High-Efficiency Selective Adsorption of Rubidium and Cesium from Simulated Brine Using a Magnesium Ammonium Phosphate Adsorbent
Haining Liu,
Yanping Wang,
Qiongyuan Zhang,
Wenjie Han,
Huifang Zhang,
Xiushen Ye
Affiliations
Haining Liu
Key Laboratory of Green and High-End Utilization of Salt Lake Resources, Key Laboratory of Salt Lake Resources Chemistry of Qinghai Province, Qinghai Institute of Salt Lakes, Chinese Academy of Sciences, Xining 810008, China
Yanping Wang
Key Laboratory of Green and High-End Utilization of Salt Lake Resources, Key Laboratory of Salt Lake Resources Chemistry of Qinghai Province, Qinghai Institute of Salt Lakes, Chinese Academy of Sciences, Xining 810008, China
Qiongyuan Zhang
Key Laboratory of Green and High-End Utilization of Salt Lake Resources, Key Laboratory of Salt Lake Resources Chemistry of Qinghai Province, Qinghai Institute of Salt Lakes, Chinese Academy of Sciences, Xining 810008, China
Wenjie Han
Key Laboratory of Green and High-End Utilization of Salt Lake Resources, Key Laboratory of Salt Lake Resources Chemistry of Qinghai Province, Qinghai Institute of Salt Lakes, Chinese Academy of Sciences, Xining 810008, China
Huifang Zhang
Key Laboratory of Green and High-End Utilization of Salt Lake Resources, Key Laboratory of Salt Lake Resources Chemistry of Qinghai Province, Qinghai Institute of Salt Lakes, Chinese Academy of Sciences, Xining 810008, China
Xiushen Ye
Key Laboratory of Green and High-End Utilization of Salt Lake Resources, Key Laboratory of Salt Lake Resources Chemistry of Qinghai Province, Qinghai Institute of Salt Lakes, Chinese Academy of Sciences, Xining 810008, China
Rubidium and cesium are critical strategic elements, and their development and utilization are of great significance.

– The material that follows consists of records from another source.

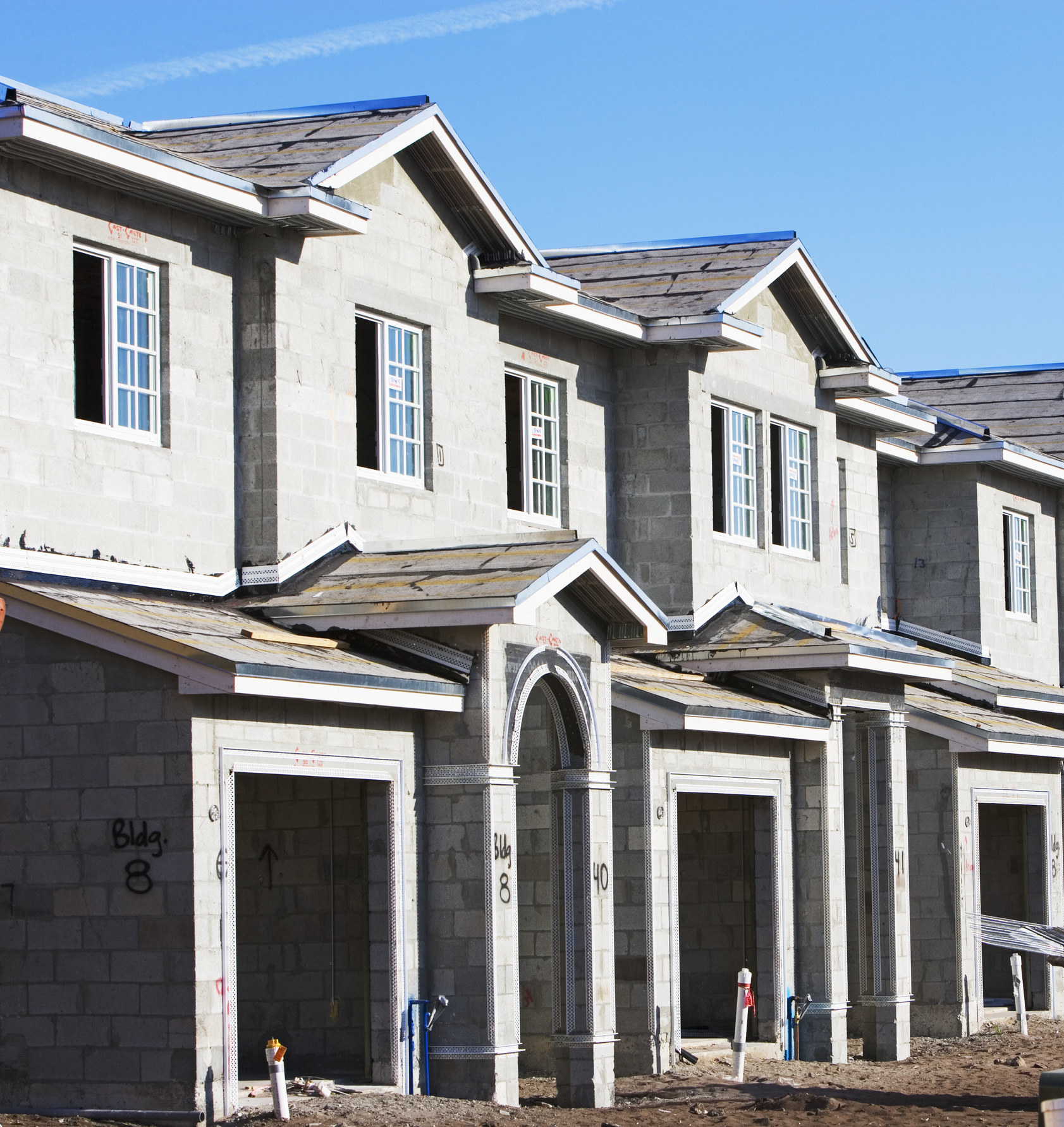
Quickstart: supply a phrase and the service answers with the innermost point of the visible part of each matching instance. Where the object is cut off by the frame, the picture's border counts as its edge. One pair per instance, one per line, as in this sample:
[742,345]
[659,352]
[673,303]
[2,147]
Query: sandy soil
[991,1079]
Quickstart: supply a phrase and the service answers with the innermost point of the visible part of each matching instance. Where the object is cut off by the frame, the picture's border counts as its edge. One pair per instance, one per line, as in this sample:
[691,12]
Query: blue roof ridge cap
[292,113]
[711,240]
[946,373]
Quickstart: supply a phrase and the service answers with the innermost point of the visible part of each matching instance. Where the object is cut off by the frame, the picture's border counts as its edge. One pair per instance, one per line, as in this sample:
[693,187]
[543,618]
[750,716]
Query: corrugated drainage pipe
[116,1114]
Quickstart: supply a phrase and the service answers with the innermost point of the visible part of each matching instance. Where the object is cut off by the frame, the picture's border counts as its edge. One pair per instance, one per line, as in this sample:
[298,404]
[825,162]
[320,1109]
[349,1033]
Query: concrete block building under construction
[394,608]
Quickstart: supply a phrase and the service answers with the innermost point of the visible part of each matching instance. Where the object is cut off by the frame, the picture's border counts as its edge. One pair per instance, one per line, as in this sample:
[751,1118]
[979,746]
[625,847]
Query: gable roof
[211,648]
[278,167]
[1022,403]
[466,586]
[692,279]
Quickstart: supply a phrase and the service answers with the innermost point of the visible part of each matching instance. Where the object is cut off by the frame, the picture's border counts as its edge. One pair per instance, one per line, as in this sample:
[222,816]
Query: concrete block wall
[938,577]
[111,971]
[78,487]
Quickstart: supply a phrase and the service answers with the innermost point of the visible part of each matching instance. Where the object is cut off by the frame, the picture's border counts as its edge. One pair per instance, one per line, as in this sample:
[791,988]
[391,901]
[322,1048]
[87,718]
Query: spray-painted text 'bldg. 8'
[396,609]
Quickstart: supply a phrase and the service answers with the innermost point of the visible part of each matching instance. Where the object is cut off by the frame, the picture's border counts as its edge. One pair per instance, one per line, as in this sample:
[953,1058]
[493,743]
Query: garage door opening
[1012,882]
[726,913]
[311,877]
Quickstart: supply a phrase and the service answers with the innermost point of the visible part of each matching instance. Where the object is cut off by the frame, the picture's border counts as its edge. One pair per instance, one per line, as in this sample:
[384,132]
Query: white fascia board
[528,279]
[723,327]
[632,331]
[781,730]
[132,575]
[430,121]
[795,255]
[892,451]
[1029,705]
[1019,462]
[199,677]
[115,644]
[734,593]
[113,157]
[809,660]
[416,618]
[348,694]
[860,381]
[339,219]
[530,600]
[298,562]
[883,416]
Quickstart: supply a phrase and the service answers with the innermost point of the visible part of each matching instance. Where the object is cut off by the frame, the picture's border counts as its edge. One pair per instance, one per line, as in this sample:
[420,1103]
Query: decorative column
[583,937]
[883,885]
[820,894]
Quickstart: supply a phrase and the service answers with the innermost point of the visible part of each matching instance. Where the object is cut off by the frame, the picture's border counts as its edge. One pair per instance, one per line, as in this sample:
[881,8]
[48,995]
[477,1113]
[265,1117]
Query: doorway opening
[724,863]
[1012,884]
[554,940]
[311,904]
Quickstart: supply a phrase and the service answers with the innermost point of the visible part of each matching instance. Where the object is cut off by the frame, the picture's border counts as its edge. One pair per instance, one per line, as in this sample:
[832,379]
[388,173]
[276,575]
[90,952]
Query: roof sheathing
[1025,406]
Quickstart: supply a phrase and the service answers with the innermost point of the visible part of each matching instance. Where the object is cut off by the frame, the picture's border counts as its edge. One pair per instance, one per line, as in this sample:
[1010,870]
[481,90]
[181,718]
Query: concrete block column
[883,869]
[584,1010]
[820,894]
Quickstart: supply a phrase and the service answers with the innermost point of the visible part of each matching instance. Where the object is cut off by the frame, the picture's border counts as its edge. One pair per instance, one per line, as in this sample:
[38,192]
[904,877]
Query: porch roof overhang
[468,585]
[213,648]
[970,727]
[735,632]
[666,700]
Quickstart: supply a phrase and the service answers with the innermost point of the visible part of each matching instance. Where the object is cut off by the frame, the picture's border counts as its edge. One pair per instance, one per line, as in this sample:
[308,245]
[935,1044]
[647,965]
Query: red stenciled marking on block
[126,233]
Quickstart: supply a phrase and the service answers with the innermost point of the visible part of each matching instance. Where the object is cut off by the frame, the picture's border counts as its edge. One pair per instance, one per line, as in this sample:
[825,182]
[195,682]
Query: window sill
[541,522]
[103,431]
[797,553]
[738,541]
[390,479]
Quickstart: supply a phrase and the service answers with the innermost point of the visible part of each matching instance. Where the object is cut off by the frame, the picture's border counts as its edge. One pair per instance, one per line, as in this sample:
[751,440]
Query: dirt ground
[991,1079]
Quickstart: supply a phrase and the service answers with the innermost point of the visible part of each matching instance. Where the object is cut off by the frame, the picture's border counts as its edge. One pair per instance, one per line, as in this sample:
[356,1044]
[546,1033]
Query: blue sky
[915,147]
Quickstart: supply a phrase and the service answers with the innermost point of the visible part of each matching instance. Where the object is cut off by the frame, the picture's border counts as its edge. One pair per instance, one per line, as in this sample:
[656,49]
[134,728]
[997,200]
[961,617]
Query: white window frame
[740,474]
[114,361]
[1018,556]
[797,479]
[540,448]
[386,328]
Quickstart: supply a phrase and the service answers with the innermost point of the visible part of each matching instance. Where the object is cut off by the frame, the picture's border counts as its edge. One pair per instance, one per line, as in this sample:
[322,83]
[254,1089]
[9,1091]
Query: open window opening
[734,470]
[725,863]
[1018,564]
[534,448]
[792,487]
[116,343]
[1012,883]
[389,398]
[311,927]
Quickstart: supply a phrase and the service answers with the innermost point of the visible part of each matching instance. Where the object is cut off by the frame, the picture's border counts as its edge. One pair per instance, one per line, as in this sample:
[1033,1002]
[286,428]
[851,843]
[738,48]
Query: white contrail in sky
[426,26]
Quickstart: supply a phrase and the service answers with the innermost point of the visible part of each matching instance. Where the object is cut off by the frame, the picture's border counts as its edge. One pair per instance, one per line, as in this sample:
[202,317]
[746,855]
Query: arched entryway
[563,873]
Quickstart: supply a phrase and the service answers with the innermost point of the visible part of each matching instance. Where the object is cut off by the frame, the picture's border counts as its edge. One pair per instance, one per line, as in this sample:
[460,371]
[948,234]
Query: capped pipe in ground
[275,1062]
[743,1002]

In this study, a magnesium ammonium phosphate (MAP) adsorbent was prepared and characterized using scanning electron microscopy (SEM), X-ray diffraction (XRD), Brunauer–Emmett–Teller (BET) surface area analysis, and Fourier transform infrared spectroscopy (FTIR). The adsorption performance of the adsorbent for Rb+ and Cs+ in solution was investigated. The results showed that the adsorbent exhibited high adsorption capacities of 2.83 mol/g for Rb+ and 4.37 mol/g for Cs+. In simulated brine, the adsorbent demonstrated excellent selectivity for Cs+. Kinetic and thermodynamic studies indicated that the adsorption process followed a pseudo-second order kinetic model and Langmuir isotherm model. The primary adsorption mechanism was an ion exchange. The development of this adsorbent holds significant promise for the extraction of rubidium and cesium from liquid resources.